Segala ucapan yang dikatakan Dirles ngebuat emosi gue ga tertahankan, akhirnya gue mengeluarkan unek-unek gue sama dia. Yang berakhir menjadi pertengkaran yang cukup panas. Awal nya gue puas akhirnya mengungkapkan sebagian isi hati gue dan memaki dia, tapi semakin lama semakin menyadari sikap gue tadi ada rasa bersalah dibagian memaki dia. Terlebih ini akan ngebuat dia semakin benci sama gue, lebih tepatnya ga ada harapan mendapatkan dia lagi seperti saran Julia kemarin dan saran James tadi pagi. Gue gegabah, gue takut ga bisa menjalankan saran mereka.
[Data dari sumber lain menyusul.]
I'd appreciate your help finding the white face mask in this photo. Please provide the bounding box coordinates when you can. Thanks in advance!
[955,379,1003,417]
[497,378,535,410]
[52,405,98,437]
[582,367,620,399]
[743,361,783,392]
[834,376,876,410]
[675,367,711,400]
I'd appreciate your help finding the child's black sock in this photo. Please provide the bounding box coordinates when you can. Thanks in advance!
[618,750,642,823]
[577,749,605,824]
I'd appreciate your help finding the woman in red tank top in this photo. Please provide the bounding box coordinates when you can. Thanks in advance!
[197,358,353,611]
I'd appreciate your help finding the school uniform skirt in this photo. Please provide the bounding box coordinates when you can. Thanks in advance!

Cukup, ya bahkan sudah menyadari sikap gue selama berumah tangga sama Khristal. Ternyata dia emang sudah terbebani hidup sama gue. Yang awalnya gue benci dan emang ngebuat dia juga benci ama gue dengan cara mendekati kembali Sera, sekarang menjadi terbalik, gue semakin memantapkan kembali sama Sera supaya dia bisa bahagia dengan cara berpisah dari gue lelaki yang brengsek ini, gue memutuskan ingin dia kembali seperti dulu, bahagia, ceria, tertawa. Ternyata ini mungkin yang dia harapkan akhir ini. Pisah dari gue dan dia bisa mendapatkan kebahagiaan dia mungkin juga kebahagiaan gue.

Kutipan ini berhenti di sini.